—Que veut dire cela, monsieur? demanda fièrement Nelson.

—Que, si vous étiez Napolitain au lieu d'être Anglais, milord, vous parleriez autrement.

—Et pourquoi parlerais-je autrement si j'étais Napolitain?

—Parce que vous consulteriez l'honneur de votre pays, au lieu de consulter l'intérêt de la Grande-Bretagne.

—Et quel intérêt la Grande-Bretagne a-t-elle au conseil que je donne au roi, monsieur?

—En faisant le péril plus grand, on demandera une récompense plus grande. On sait que l'Angleterre veut Malte, milord.

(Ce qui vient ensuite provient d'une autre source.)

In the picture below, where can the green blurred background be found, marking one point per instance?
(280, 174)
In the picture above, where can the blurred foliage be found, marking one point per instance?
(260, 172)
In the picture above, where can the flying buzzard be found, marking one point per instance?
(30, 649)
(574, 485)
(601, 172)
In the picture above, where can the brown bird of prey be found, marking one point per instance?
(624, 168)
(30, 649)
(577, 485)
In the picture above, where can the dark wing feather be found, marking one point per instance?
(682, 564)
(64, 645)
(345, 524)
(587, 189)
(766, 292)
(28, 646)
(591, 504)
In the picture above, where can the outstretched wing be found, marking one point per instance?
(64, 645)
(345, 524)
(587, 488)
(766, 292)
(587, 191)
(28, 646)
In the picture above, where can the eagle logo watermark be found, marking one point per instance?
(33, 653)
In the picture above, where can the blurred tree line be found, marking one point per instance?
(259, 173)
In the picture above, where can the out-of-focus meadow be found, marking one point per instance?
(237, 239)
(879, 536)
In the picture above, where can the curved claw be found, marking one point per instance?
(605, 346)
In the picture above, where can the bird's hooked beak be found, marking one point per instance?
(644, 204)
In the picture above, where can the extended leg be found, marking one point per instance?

—L'Angleterre a Malte, monsieur; le roi la lui a donnée.

—Oh! sire, fit Caracciolo avec le ton du reproche, on me l'avait dit, mais je n'avais pas voulu le croire.

—Et que diable voulais-tu que je fisse de Malte? dit le roi. Un rocher bon à faire cuire des oeufs au soleil!

—Sire, dit Caracciolo sans plus s'adresser à Nelson, je vous supplie, au nom de tout ce qu'il y a de coeurs vraiment napolitains dans le royaume, de ne plus écouter les conseils étrangers, qui mettent votre trône à deux doigts de l'abîme. M. Acton est étranger, sir William Hamilton est étranger, milord Nelson lui-même est étranger; comment voulez-vous qu'ils soient justes dans l'appréciation de l'honneur napolitain?